Los estudios realizados para investigar los factores asociados a la epidemia del SARS que ocurrió en el año 2003 muestran algunos resultados interesantes en cuanto al papel de las medidas no farmacológicas. Wu et al43, en un estudio de 94 casos y 281 controles apareados, mostraron que visitar un centro sanitario, utilizar taxi o transporte público frecuentemente eran factores de riesgo, mientras que la utilización de la mascarilla fuera de casa y el lavado de manos al volver a casa eran factores protectores. Por su parte, Lau et al.44 tras analizar 330 casos y 660 controles encontraron que la visita a un centro sanitario era factor de riesgo, mientras que la utilización de mascarilla facial en lugares públicos y el lavado de manos con una frecuencia superior a 10 veces al día eran factores protectores.

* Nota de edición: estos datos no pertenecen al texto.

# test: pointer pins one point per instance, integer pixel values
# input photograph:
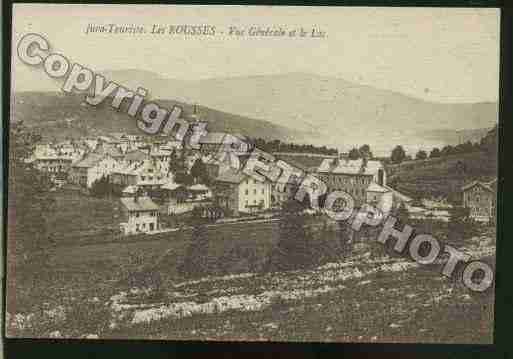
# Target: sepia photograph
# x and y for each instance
(252, 173)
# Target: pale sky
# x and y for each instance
(440, 55)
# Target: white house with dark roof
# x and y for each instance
(481, 198)
(352, 176)
(140, 215)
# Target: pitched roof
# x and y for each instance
(400, 196)
(171, 186)
(198, 187)
(231, 176)
(136, 155)
(374, 187)
(130, 189)
(139, 204)
(346, 166)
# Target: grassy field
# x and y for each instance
(377, 307)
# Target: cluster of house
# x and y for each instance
(140, 167)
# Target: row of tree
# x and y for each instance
(487, 144)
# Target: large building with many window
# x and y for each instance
(241, 193)
(481, 198)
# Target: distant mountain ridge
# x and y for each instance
(331, 111)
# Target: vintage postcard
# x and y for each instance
(253, 173)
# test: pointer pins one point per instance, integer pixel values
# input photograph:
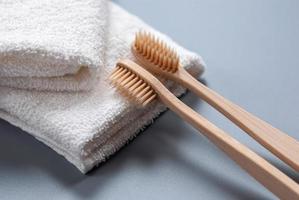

Una medida no farmacológica que crea cierta controversia es la del cierre de las escuelas. En Israel, con motivo de una huelga del personal docente, se investigaron los efectos del cierre escolar sobre la incidencia de las infecciones respiratorias, observándose que tanto los diagnósticos de infección respiratoria como las visitas médicas disminuyeron45. Cauchemez et al tras modelar 21 temporadas de gripe en Francia llegaron a la conclusión de que el cierre de las escuelas puede reducir hasta un 18% la tasa de ataque en las epidemias estacionales y hasta un 45% en situación de pandemia46. En la pandemia de 2009 se observó que en Hong Kong el cierre de las escuelas por vacaciones comportó una disminución de la transmisión del 25%, así como una disminución de la tasa de incidencia superior al 5%47. Sin embargo, el cierre de escuelas conlleva una disrupción social muy importante, lo que unido a que no existe una posición única respecto a la conveniencia de dicha medida48 dificulta la aceptación por parte de la población y limita su utilidad. Tras el cierre de escuelas en la pandemia 2009 en Australia se ha señalado que el 45% de padres de niños asintomáticos perdieron una mediana de 3 días (rango entre 1 y 5 días) de trabajo y que el 10% de estos niños se quedaron solos en casa49.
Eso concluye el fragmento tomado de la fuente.